As much as I wanted to be in her presence, I had to worry about her wellbeing. Wood first, Cadence’s pressence second.

7

CADENCE

Guy stepped outside, and I sat on the couch, slowly getting my breaths and heartrate back to normal. And the longer he was gone, the more my mind started to spin.

The more I thought about how things were going, especially between us, the more I wasn’t so sure about Guy and his insistence on not knowing who was calling him. For starters, things were going way too well. And Guy seemed too good to be true. Which also typically meant there was something that he was hiding. After all, if something was too good to be true, it probably was.

Sure, his reasons for not answering the phone made sense, but the number part was holding less and less weight. The more time he spent outside, the more I could punch holes into his excuse.

My doubts were creeping in, destroying every ounce of progress he made with me.

But of course, I realized there was a strong possibility I was just being paranoid. I believed him when he first explained everything to me. And he had been so attentive, and caring. So, what the hell was my problem?

I frowned at the spot on the coffee table his phone had sat. He was quick to pick the annoying device up and take it with him when he walked outside. Not that I was planning on going through it or anything. Though he probably had a perfectly logical reason for taking his phone with him. Maybe to use it as a flashlight since the sun was setting and it would be dark soon, especially with how thick the snow was falling and how dark the clouds were. That made sense.

So why was I still trying to find a reason not to believe a word he said? Why was I so sure he was lying about something?

Oh, right. Because the way his phone kept blowing up made me think it was a woman calling him. And I have this thing where Guy seems too good to be true, so I’m obsessively looking for reasons to walk away.

Yeah… paranoia. Because why would a man like Guy ever want me, right?

I squeezed my eyes closed and tried to come up with a way to shut my brain up, struggling to find reasons to counter my own logic and insecurities.

Perhaps a woman was calling him… and she was nothing more than a friend.

Wouldn’t that be something? But then why would Guy insist he didn’t know the number? As much as I would have loved to believe everything had a perfectly reasonable, innocent excuse, I just couldn’t let it go.

Needless to say, I was seriously regretting my decision to stay. I probably could have made it home by now… likely fucking my sex pillow for the fifth or sixth time because damn it if Guy doesn’t bring out the vixen in me. Especially since I was having a hard time keeping my hands to myself, to begin with.

I sighed and stared out the window overlooking the front yard. I couldn’t see Guy, though I was sure he was still out there doing exactly what he said he was going to do. And I hated that I was sneaking around to find answers about him instead of going to him directly, but he didn’t exactly give me the impression he was completely trustworthy either.

The only way I could get some solid answers about Guy, and the type of person he was, came in the form of information from Ezra. And, again, as much as I hated to check up on him like this, I really hated the idea of possibly sleeping with someone who was unavailable.
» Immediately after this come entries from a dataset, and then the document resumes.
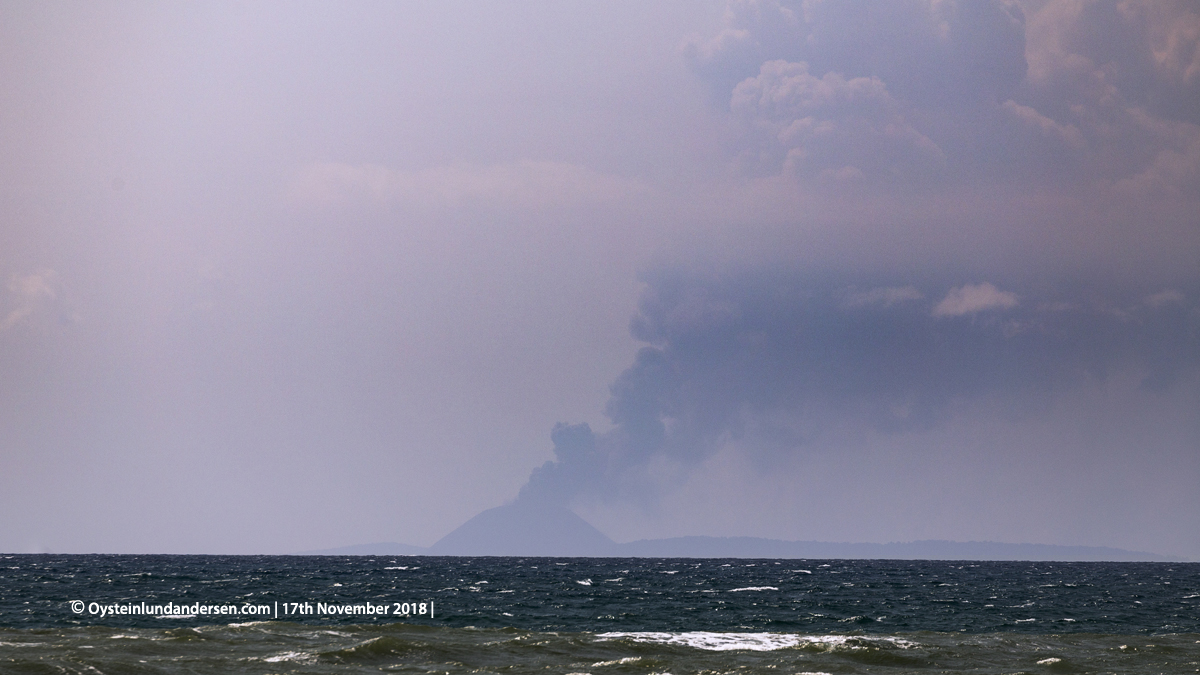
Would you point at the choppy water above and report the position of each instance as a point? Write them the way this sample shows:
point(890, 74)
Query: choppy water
point(592, 615)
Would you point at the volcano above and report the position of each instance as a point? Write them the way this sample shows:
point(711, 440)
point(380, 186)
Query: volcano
point(526, 529)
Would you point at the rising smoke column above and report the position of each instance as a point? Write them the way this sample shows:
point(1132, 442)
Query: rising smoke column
point(773, 360)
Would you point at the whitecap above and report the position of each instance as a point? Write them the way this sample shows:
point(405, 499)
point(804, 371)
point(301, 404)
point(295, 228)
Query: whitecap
point(289, 656)
point(617, 662)
point(756, 641)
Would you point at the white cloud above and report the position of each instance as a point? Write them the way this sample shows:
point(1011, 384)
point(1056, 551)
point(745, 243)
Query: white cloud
point(971, 299)
point(523, 184)
point(839, 127)
point(1066, 132)
point(30, 291)
point(885, 296)
point(1165, 297)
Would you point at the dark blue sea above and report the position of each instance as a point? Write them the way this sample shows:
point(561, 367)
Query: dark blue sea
point(131, 614)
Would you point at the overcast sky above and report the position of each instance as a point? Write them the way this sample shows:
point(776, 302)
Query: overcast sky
point(288, 276)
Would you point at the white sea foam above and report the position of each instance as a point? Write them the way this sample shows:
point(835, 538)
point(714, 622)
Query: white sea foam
point(617, 662)
point(299, 656)
point(757, 641)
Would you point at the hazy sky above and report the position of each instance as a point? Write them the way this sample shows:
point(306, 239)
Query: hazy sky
point(288, 276)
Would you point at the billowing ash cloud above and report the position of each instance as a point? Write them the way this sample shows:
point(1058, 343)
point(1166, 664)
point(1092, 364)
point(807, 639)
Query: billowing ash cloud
point(773, 360)
point(1031, 93)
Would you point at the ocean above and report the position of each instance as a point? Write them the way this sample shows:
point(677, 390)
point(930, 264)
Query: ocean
point(145, 614)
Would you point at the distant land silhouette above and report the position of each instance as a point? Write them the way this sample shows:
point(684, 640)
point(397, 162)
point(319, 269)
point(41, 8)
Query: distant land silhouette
point(532, 530)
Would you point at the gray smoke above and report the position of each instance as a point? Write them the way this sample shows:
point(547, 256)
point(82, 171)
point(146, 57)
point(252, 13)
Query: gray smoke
point(772, 360)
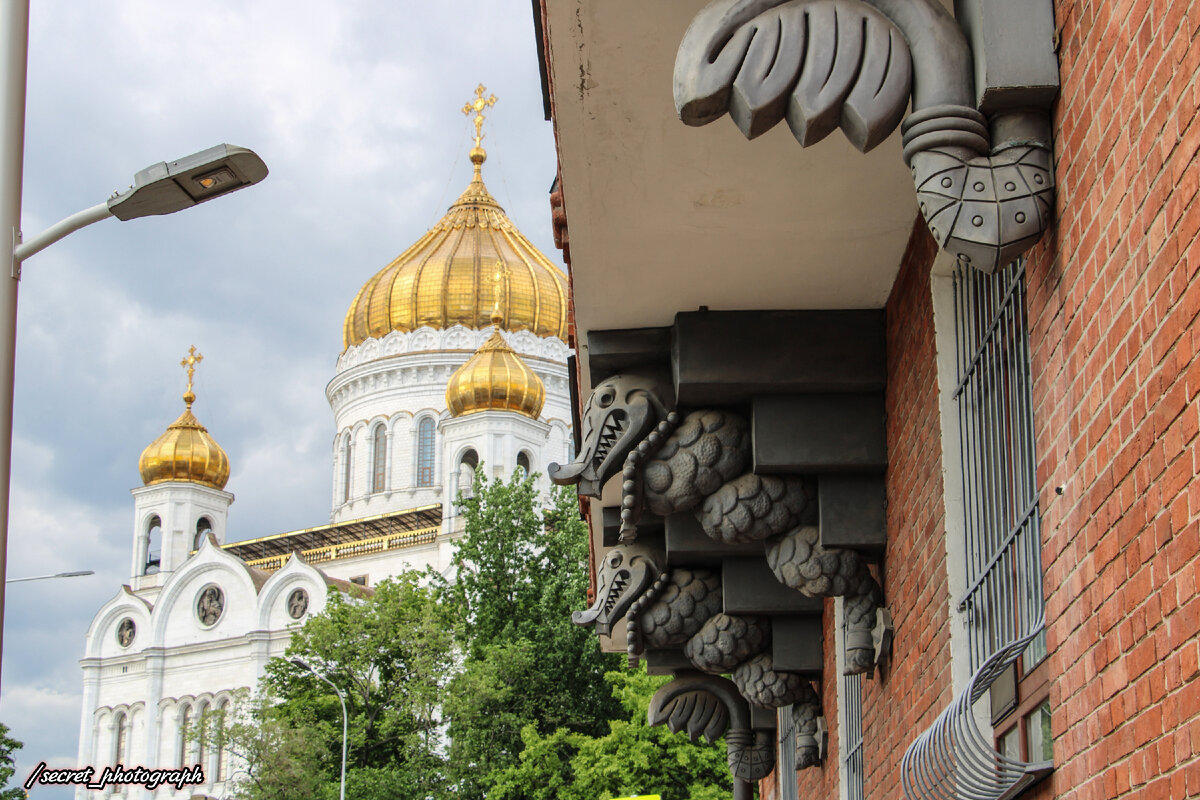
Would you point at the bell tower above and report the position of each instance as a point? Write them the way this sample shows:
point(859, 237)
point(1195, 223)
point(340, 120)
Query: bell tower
point(183, 497)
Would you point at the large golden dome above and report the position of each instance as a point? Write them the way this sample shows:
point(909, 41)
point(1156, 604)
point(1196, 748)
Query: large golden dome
point(445, 278)
point(185, 451)
point(495, 379)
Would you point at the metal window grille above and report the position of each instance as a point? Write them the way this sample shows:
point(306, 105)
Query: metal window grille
point(851, 698)
point(425, 452)
point(1003, 601)
point(785, 770)
point(379, 456)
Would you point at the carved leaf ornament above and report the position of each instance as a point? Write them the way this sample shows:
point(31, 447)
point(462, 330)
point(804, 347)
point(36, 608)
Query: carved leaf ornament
point(695, 710)
point(819, 64)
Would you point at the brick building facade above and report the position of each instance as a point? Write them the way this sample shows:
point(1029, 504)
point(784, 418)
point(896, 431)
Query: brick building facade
point(1105, 316)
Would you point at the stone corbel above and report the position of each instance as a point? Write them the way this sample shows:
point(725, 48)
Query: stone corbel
point(707, 705)
point(984, 185)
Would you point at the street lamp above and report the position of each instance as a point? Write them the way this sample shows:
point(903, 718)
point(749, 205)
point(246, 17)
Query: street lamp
point(58, 575)
point(161, 188)
point(304, 665)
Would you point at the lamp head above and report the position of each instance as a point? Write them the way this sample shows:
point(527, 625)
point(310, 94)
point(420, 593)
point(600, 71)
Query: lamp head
point(167, 187)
I pulled out my phone and called Luke.

He picked up on the third ring. “How’s the storm?”

“White. Cold. Pretty,” I said, looking out the window. “How’s Toni?”
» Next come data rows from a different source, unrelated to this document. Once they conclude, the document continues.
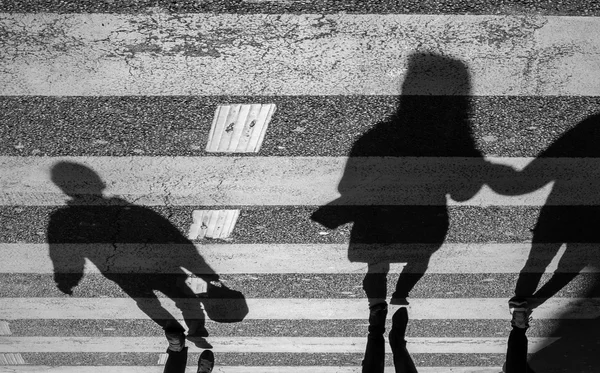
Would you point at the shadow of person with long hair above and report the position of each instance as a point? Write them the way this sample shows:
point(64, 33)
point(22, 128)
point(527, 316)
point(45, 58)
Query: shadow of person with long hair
point(570, 218)
point(395, 188)
point(133, 246)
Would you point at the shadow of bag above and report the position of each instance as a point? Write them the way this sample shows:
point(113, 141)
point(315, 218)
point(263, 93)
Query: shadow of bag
point(223, 304)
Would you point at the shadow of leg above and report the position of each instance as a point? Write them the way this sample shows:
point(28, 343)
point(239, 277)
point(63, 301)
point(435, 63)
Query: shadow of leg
point(374, 360)
point(403, 363)
point(375, 283)
point(411, 274)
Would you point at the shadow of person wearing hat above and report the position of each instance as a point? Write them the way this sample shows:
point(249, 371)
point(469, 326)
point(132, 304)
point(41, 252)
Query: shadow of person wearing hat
point(133, 246)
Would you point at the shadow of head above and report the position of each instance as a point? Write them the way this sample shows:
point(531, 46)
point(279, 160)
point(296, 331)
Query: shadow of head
point(430, 74)
point(75, 179)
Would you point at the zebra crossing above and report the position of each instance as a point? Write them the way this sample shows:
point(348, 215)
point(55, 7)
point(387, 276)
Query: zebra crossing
point(130, 91)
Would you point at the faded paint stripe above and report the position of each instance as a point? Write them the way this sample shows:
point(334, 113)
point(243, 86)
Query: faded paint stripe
point(11, 358)
point(255, 181)
point(293, 258)
point(291, 54)
point(510, 7)
point(293, 308)
point(508, 126)
point(259, 344)
point(229, 369)
point(4, 328)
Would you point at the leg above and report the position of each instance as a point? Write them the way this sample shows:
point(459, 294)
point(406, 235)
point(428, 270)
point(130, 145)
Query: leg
point(403, 363)
point(516, 353)
point(177, 359)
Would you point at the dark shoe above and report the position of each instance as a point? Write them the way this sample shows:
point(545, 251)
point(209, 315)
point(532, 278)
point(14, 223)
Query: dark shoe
point(175, 337)
point(399, 299)
point(399, 324)
point(377, 317)
point(521, 313)
point(206, 362)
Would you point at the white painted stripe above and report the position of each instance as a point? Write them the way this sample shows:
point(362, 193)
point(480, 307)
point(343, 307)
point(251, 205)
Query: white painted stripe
point(4, 328)
point(294, 54)
point(229, 369)
point(259, 344)
point(162, 359)
point(212, 224)
point(310, 180)
point(239, 128)
point(293, 309)
point(290, 258)
point(11, 358)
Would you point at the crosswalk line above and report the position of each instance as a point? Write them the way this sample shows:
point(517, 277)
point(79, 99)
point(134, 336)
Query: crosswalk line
point(229, 369)
point(259, 344)
point(291, 308)
point(341, 54)
point(290, 258)
point(304, 180)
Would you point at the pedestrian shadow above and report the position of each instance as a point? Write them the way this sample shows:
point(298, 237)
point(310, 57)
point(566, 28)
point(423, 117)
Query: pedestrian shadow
point(400, 172)
point(569, 219)
point(133, 246)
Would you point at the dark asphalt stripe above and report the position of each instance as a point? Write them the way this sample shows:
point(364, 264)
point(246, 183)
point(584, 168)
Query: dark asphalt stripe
point(510, 7)
point(292, 224)
point(257, 359)
point(290, 328)
point(313, 286)
point(513, 126)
“She’s doing really well,” he said. Toni’s voice whispered in the background. “She says hi, by the way.”

I smiled into the line. “Tell her hi and I miss her.”

I was happy for my brother and his roommates. Especially for Luke. He needed someone else besides me looking after him. Someone of the feminine influence. A little lump of guilt formed in my stomach for taking time away from him again.

But this was important… at least it was to me, and I just didn’t want to believe what was staring me in the face.

“Sure. What’s up?” he asked. “You sound upset.”

“I’m not upset,” I said. “Not really… just confused.”

Luke chuckled. “What’s so confusing?”

I sighed. “Well, I’m stuck at the cabin.”

“What?” he asked. “Okay, first question is why is that confusing? Second question is what are you doing at the cabin?”